If you don’t assign a CRS at this stage or each of your GeometryIndex uses a different one, you can use the .xvec.set_crs() method later. However, the method does not allow you to override existing CRS that is different unless you specify allow_override=True. Note that you should rarely need to override a CRS. Note that assignment of a CRS via .xvec.set_crs() does NOT change the underlying geometry. If you want to re-project to a different CRS, use .xvec.to_crs() instead.

taxi_trips.xvec.set_crs(origin=4326, destination=3857, allow_override=True)
<xarray.Dataset>
Dimensions:        (payment_type: 6, date: 40, hour: 24, origin: 252,
                    destination: 257)
Coordinates:
  * payment_type   (payment_type) <U11 'Credit card' 'Cash' ... 'Voided trip'
  * date           (date) object 2008-12-31 2009-01-01 ... 2022-04-06 2022-05-18
  * hour           (hour) int32 0 1 2 3 4 5 6 7 8 ... 15 16 17 18 19 20 21 22 23
  * origin         (origin) object POLYGON ((933100.9183527103 192536.0856972...
  * destination    (destination) object POLYGON ((933100.9183527103 192536.08...
Data variables:
    trip_distance  (payment_type, date, hour, origin, destination) float64 na...
    trips_count    (payment_type, date, hour, origin, destination) float64 na...
    tip_amount     (payment_type, date, hour, origin, destination) float64 na...
    fare_amount    (payment_type, date, hour, origin, destination) float64 na...
Indexes:
    origin         GeometryIndex (crs=EPSG:4326)
    destination    GeometryIndex (crs=EPSG:3857)

Re-projecting#

Geometries can be re-projected from one CRS to another using the .xvec.to_crs() method. You can see that not only the CRS information has changed but also the coordinates of geometries.

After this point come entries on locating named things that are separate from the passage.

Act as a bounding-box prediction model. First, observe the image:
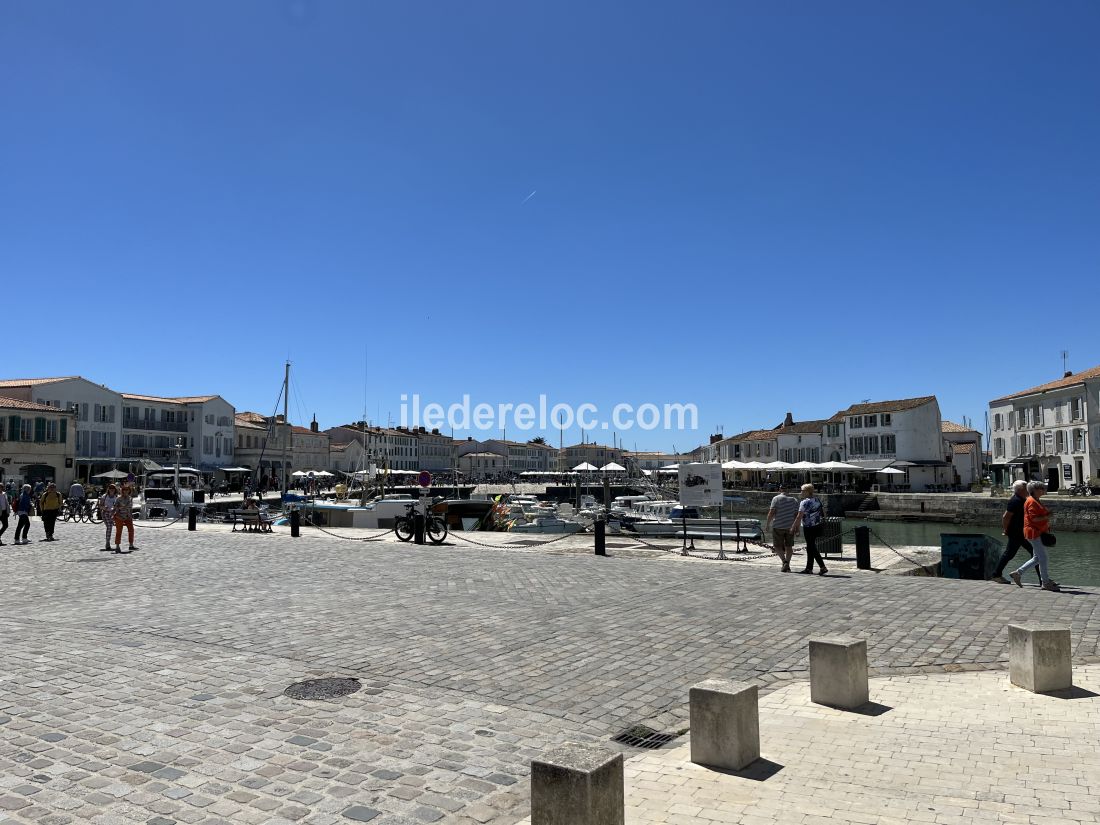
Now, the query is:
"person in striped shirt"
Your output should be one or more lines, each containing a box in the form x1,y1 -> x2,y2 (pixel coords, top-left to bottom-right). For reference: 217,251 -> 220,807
768,488 -> 799,573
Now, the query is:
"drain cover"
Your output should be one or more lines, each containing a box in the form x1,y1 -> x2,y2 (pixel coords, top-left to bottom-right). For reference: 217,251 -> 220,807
612,725 -> 678,750
283,679 -> 362,700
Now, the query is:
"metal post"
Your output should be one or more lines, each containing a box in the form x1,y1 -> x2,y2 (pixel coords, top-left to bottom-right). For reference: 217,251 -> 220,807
856,527 -> 871,570
413,509 -> 424,545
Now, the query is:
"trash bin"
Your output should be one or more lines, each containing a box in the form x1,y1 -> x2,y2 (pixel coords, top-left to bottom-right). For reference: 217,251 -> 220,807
817,516 -> 844,556
939,532 -> 1004,581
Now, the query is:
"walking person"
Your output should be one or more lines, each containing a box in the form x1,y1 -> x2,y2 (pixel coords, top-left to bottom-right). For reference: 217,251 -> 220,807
14,484 -> 34,545
1009,482 -> 1062,593
0,487 -> 11,547
39,482 -> 64,541
990,480 -> 1043,586
767,486 -> 799,573
791,484 -> 828,575
96,484 -> 119,550
114,484 -> 138,553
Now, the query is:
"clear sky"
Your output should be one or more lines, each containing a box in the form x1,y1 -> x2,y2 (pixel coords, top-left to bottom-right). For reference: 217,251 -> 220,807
0,0 -> 1100,450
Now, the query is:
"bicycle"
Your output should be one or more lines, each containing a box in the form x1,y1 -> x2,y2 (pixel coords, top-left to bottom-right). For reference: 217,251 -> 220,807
394,502 -> 447,545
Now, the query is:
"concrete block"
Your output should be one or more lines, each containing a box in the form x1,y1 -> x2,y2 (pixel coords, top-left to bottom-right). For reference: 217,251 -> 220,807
688,679 -> 760,770
810,637 -> 869,711
1009,625 -> 1074,693
531,744 -> 625,825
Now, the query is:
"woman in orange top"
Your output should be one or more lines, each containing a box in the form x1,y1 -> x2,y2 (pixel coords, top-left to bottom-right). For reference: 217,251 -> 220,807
1009,482 -> 1062,593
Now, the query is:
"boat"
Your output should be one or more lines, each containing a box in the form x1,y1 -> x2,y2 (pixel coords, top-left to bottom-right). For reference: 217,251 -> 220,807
508,516 -> 584,534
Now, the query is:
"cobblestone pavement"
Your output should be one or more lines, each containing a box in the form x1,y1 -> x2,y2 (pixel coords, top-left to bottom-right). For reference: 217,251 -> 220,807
0,521 -> 1100,825
512,664 -> 1100,825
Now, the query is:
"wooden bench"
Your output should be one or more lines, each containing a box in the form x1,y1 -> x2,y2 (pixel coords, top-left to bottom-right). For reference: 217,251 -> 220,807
229,507 -> 275,532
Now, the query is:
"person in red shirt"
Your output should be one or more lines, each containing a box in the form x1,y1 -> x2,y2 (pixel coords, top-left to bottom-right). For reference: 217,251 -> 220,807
1009,482 -> 1062,593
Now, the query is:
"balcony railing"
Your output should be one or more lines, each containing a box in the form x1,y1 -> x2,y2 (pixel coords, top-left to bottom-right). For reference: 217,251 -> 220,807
122,418 -> 187,432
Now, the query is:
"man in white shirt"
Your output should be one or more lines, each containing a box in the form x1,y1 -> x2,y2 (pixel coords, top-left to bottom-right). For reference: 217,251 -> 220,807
768,487 -> 799,573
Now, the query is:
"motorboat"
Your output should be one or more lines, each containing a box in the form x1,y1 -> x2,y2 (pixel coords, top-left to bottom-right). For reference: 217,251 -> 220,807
623,502 -> 763,541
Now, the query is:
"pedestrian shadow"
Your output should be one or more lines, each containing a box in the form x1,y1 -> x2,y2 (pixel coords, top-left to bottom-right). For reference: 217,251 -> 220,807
848,702 -> 893,716
1043,684 -> 1100,699
701,757 -> 785,782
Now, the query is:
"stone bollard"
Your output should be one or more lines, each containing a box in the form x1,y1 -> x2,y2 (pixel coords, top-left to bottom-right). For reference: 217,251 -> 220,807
810,637 -> 869,711
531,744 -> 626,825
688,679 -> 760,771
1009,625 -> 1074,693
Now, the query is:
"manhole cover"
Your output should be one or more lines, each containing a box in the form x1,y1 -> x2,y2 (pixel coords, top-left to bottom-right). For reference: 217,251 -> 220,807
283,678 -> 362,700
612,725 -> 678,749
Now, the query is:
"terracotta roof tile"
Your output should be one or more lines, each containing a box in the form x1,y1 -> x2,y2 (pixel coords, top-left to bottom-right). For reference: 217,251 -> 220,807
0,397 -> 76,416
993,366 -> 1100,402
827,395 -> 936,424
939,421 -> 978,432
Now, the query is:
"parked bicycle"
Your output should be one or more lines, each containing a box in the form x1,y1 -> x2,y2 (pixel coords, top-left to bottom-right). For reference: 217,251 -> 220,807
394,502 -> 447,545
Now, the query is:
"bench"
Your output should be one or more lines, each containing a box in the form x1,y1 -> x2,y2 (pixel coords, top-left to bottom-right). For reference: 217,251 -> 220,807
229,507 -> 275,532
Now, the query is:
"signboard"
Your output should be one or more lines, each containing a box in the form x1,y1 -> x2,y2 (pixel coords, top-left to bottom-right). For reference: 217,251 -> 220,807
680,462 -> 722,507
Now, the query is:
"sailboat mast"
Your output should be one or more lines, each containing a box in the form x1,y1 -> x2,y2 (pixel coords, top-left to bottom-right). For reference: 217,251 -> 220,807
283,361 -> 290,495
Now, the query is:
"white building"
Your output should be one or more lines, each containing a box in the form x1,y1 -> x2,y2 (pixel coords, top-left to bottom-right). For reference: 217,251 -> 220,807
0,375 -> 124,481
822,395 -> 955,492
122,393 -> 234,472
989,366 -> 1100,491
0,397 -> 76,494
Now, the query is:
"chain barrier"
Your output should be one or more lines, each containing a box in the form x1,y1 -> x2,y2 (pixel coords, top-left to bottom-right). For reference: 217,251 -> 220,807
303,518 -> 394,541
867,527 -> 925,568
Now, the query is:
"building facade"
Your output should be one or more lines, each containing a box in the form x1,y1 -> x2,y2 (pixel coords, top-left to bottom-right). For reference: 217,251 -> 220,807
989,366 -> 1100,491
0,397 -> 76,494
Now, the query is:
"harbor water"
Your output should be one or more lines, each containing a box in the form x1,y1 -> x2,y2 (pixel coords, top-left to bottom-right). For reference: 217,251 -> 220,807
754,513 -> 1100,585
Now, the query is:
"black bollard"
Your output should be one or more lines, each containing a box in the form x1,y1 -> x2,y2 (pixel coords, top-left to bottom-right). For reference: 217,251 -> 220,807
413,510 -> 424,545
856,527 -> 871,570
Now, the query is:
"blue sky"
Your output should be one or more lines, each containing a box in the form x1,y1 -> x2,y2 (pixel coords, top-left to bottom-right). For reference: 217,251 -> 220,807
0,0 -> 1100,449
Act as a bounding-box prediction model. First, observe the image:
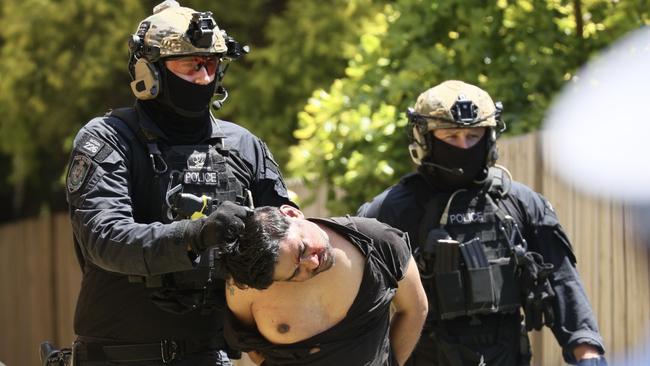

taxi_trips.xvec.to_crs(origin=4326, destination=3857)
<xarray.Dataset>
Dimensions:        (payment_type: 6, date: 40, hour: 24, origin: 252,
                    destination: 257)
Coordinates:
  * payment_type   (payment_type) <U11 'Credit card' 'Cash' ... 'Voided trip'
  * date           (date) object 2008-12-31 2009-01-01 ... 2022-04-06 2022-05-18
  * hour           (hour) int32 0 1 2 3 4 5 6 7 8 ... 15 16 17 18 19 20 21 22 23
  * origin         (origin) object POLYGON ((-74.1844528021319 40.69499597816...
  * destination    (destination) object POLYGON ((-8258175.510710959 4967457....
Data variables:
    trip_distance  (payment_type, date, hour, origin, destination) float64 na...
    trips_count    (payment_type, date, hour, origin, destination) float64 na...
    tip_amount     (payment_type, date, hour, origin, destination) float64 na...
    fare_amount    (payment_type, date, hour, origin, destination) float64 na...
Indexes:
    origin         GeometryIndex (crs=EPSG:4326)
    destination    GeometryIndex (crs=EPSG:3857)

CRS input#

You can pass CRS information in nearly any common format. The pyproj.CRS class is created via the pyproj.CRS.from_user_input() method that can take anything like:

  • PROJ string

  • Dictionary of PROJ parameters

  • PROJ keyword arguments for parameters

  • JSON string with PROJ parameters

  • CRS WKT string

  • An authority string [i.e. "epsg:4326"]

  • An EPSG integer code [i.e. 4326]

  • A tuple of (“auth_name”: “auth_code”) [i.e ("epsg", "4326")]

  • An object with a to_wkt method.

  • A pyproj.crs.CRS class

When passing a CRS from a GeoPandas object, you pass a pyproj.crs.CRS class.